DETAILED DESCRIPTION OF THE INVENTION
[0025] Some embodiments of the present disclosure, illustrating all its features, will now be discussed in detail. It must also be noted that as used herein and in the appended claims, the singular forms "a", "an" and "the" include plural references unless the context clearly dictates otherwise.
[0026] Various modifications to the embodiment will be readily apparent to those skilled in the art and the generic principles herein may be applied to other embodiments. However, one of ordinary skill in the art will readily recognize that the present disclosure including the definitions listed here below are not intended to be limited to the embodiments illustrated but is to be accorded the widest scope consistent with the principles and features described herein.
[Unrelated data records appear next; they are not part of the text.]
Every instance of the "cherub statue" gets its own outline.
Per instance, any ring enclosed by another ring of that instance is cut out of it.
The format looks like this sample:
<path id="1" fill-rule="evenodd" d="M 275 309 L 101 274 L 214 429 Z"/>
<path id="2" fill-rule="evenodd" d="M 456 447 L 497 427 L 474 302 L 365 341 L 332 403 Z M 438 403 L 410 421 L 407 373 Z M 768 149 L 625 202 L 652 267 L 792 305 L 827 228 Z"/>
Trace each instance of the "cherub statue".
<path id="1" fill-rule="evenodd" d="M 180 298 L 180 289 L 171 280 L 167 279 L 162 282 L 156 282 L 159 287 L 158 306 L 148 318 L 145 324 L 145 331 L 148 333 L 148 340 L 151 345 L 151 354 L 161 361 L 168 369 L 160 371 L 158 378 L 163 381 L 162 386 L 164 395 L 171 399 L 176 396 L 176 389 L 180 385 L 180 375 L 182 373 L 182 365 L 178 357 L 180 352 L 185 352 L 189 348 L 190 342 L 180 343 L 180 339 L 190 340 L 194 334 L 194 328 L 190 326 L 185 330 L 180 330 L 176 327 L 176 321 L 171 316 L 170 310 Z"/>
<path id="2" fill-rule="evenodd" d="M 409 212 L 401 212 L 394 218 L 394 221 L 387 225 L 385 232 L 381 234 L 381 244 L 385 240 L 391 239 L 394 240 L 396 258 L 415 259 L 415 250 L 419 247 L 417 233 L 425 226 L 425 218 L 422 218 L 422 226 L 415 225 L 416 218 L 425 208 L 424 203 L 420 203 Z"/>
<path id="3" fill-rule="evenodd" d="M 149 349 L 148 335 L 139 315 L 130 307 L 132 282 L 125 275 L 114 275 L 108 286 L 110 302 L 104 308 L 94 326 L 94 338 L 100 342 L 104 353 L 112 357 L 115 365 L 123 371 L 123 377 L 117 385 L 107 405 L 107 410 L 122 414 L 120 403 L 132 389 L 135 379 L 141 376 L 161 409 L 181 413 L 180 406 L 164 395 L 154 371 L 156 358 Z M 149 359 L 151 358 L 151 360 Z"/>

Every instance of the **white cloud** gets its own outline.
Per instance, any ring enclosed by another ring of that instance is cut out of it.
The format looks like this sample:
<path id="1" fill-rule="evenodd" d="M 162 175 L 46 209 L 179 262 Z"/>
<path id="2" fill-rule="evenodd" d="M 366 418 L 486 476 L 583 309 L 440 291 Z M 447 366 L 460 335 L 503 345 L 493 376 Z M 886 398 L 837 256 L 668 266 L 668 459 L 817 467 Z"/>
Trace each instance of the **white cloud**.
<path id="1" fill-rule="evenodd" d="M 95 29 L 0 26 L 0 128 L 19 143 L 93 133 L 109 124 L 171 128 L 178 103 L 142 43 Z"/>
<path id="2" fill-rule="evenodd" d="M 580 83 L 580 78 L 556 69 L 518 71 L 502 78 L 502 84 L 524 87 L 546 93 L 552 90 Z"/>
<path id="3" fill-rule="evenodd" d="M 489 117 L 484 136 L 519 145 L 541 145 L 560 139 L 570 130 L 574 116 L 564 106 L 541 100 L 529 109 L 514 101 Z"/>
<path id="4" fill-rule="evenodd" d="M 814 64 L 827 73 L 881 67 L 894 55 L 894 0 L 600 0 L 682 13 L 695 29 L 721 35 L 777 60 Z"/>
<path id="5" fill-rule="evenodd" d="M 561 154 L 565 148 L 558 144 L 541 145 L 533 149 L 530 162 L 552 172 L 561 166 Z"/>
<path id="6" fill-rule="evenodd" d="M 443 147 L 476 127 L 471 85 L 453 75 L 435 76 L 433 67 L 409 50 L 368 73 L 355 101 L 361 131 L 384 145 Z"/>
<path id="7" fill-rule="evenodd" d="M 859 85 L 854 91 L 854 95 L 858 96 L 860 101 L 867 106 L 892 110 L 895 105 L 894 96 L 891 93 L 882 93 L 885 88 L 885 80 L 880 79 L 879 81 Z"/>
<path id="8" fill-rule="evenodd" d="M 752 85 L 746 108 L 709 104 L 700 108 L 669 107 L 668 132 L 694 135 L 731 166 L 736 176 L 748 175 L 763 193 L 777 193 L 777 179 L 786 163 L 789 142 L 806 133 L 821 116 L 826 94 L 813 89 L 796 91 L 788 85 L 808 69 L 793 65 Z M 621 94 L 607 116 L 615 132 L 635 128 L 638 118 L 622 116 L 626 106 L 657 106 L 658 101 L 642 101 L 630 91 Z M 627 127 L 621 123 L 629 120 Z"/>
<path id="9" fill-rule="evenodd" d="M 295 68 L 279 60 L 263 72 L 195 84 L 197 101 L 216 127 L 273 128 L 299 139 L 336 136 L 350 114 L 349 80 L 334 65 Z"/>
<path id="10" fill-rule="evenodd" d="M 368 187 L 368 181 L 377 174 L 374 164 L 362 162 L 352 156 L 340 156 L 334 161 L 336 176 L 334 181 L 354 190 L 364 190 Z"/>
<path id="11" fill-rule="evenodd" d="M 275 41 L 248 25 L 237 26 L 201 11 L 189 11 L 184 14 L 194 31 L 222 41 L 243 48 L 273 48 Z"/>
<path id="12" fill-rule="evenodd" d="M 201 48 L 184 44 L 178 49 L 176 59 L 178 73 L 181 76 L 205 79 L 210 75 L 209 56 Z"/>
[0027] A person of ordinary skill in the art will readily ascertain that the illustrated steps detailed in the figures and here below are set out to explain the exemplary embodiments shown, and it should be anticipated that ongoing technological development will change the manner in which particular functions are performed. These examples are presented herein for purposes of illustration, and not limitation. Further, the boundaries of the functional building blocks have been arbitrarily defined herein for the convenience of the description. Alternative boundaries can be defined so long as the specified functions and relationships thereof are appropriately performed. Alternatives (including equivalents, extensions, variations, deviations, etc., of those described herein) will be apparent to persons skilled in the relevant art(s) based on the teachings contained herein. Such alternatives fall within the scope and spirit of the disclosed embodiments.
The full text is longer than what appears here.